Following the inspection, we use two or three approaches to determining the value of real property: a paired sales analysis, a replacement cost calculation, and an income approach when rental properties are prevalent.

Replacement Cost

This is where the appraiser pulls information on local construction costs, labor rates and other elements to determine how much it would cost to replace the property being appraised. This estimate often sets the upper limit on what a property would sell for. The cost approach is also the least used method.

Paired Sales Analysis

Appraisers become very familiar with the subdivisions in which they work. They thoroughly understand the value of specific features to the people of that area. Then, the appraiser researches recent transactions in close proximity to the subject and finds properties which are 'comparable' to the real estate at hand. By assigning a dollar value to certain items such as fireplaces, room layout, appliance upgrades, additional bathrooms or bedrooms, or quality of construction, we adjust the comparable properties so that they more accurately portray the features of subject property.

  • Say, for example, the comparable has a fireplace and the subject doesn't, the appraiser may deduct the value of a fireplace from the sales price of the comparable.
  • But, in the case where the subject has something such as an extra half bath that a comparable doesn't have, the appraiser might add the value of that bath to the comparable property.

An opinion of what the subject might sell for can only be determined once all differences between the comps and the subject have been evaluated.
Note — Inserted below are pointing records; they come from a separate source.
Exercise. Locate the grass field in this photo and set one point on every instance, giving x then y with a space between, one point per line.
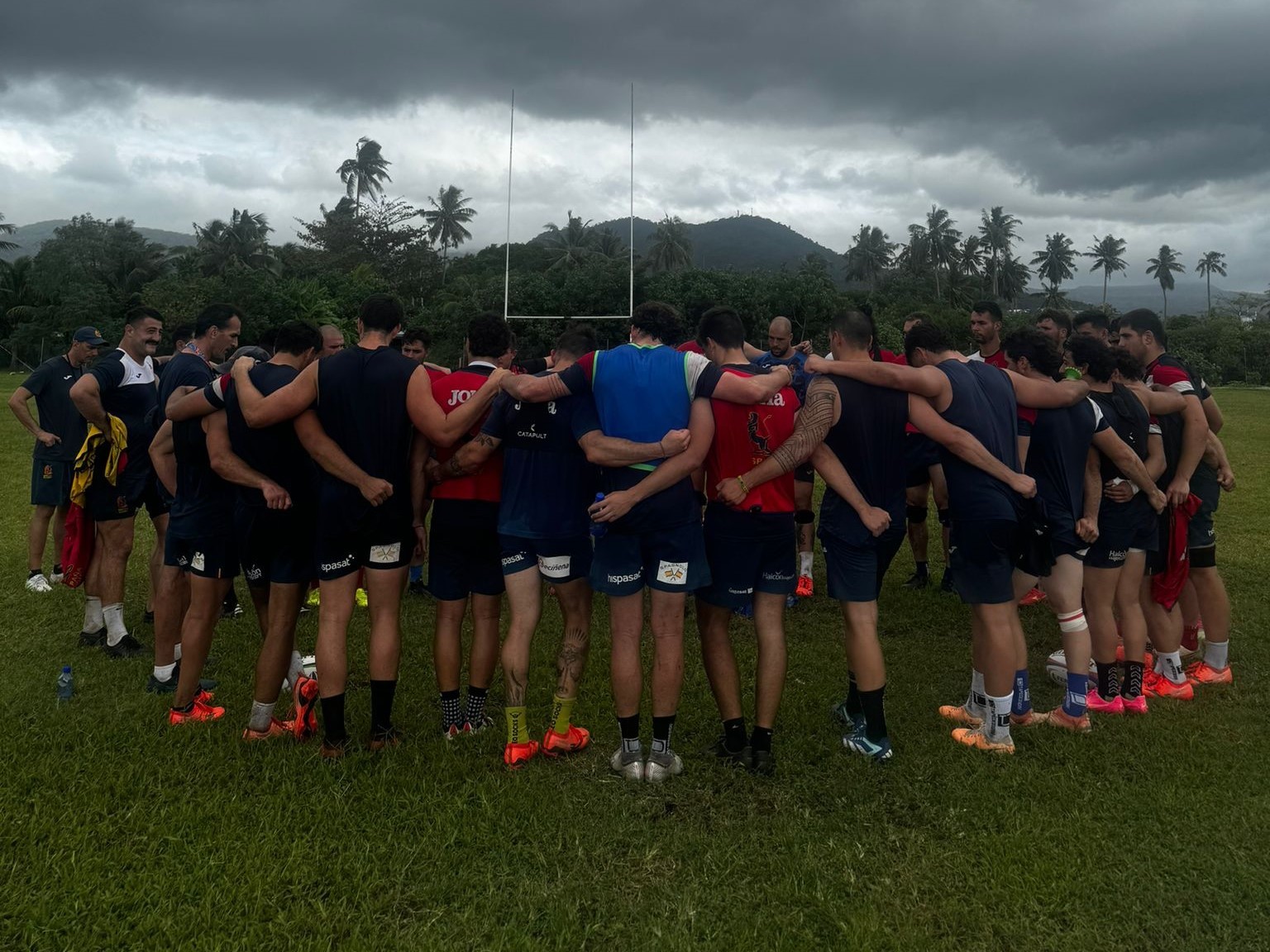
121 833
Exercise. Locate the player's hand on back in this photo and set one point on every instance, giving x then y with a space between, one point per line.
675 442
375 490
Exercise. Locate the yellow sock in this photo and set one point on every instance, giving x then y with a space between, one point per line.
517 730
561 710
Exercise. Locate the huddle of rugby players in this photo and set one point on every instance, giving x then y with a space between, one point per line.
1059 462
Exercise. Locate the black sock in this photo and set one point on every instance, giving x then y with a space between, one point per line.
450 714
333 719
629 727
662 727
381 706
852 694
876 712
1109 679
761 739
1132 679
474 711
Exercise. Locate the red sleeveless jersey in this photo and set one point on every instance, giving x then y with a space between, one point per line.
451 391
746 436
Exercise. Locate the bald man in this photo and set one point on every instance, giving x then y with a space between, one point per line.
332 339
781 352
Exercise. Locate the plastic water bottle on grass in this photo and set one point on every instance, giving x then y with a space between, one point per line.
65 684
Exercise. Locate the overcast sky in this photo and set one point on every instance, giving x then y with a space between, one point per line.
1148 120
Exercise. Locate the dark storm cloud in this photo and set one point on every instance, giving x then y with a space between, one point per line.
1082 97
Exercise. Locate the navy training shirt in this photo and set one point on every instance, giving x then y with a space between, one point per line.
547 483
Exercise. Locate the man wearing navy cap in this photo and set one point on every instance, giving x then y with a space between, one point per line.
59 436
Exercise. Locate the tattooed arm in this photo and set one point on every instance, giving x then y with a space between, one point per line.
818 414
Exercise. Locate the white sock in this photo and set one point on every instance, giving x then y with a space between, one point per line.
1217 654
997 724
260 716
976 702
93 620
1170 664
115 630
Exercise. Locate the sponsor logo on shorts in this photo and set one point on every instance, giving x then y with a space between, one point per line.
672 573
556 566
346 563
385 555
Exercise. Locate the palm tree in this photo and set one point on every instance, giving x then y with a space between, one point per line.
672 248
999 230
7 230
1106 254
870 255
941 240
446 221
366 172
1056 263
1163 269
1210 264
241 241
571 245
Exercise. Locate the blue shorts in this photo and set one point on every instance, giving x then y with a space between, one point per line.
746 563
51 483
276 546
379 549
558 560
464 560
983 554
208 558
855 569
667 560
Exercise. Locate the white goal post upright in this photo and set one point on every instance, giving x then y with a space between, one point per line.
507 244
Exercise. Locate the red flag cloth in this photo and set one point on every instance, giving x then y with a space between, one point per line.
78 546
1166 587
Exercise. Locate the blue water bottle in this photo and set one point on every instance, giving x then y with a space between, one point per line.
599 528
65 684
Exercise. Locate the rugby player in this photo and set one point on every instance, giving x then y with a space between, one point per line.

At Alliance Appraisal, Inc., we are experts in knowing the worth of real estate features in Clifton and Fairfax County neighborhoods. The sales comparison approach to value is most often awarded the most consideration when an appraisal is for a home sale.

Valuation Using the Income Approach

In the case of income producing properties - rental houses for example - we may use a third approach to value. In this scenario, the amount of income the property produces is taken into consideration along with income produced by similar properties to determine the current value.

Coming Up With The Final Value

Analyzing the data from all applicable approaches, the appraiser is then ready to put down an estimated market value for the property at hand. The estimate of value on the appraisal report is not necessarily what's being paid for the property even though it is likely the best indication of a property's valueDepending on the specific situations of the buyer or seller, their level of urgency or a buyer's desire for that exact property, the closing price of a home can always be driven up or down.Regardless, the appraised value is typically used as a guideline for lenders who don't want to loan a buyer more money than the property is actually worth. At the end of the day, an appraiser from Alliance Appraisal, Inc. will help you attain the most accurate property value, so you can make the most informed real estate decisions.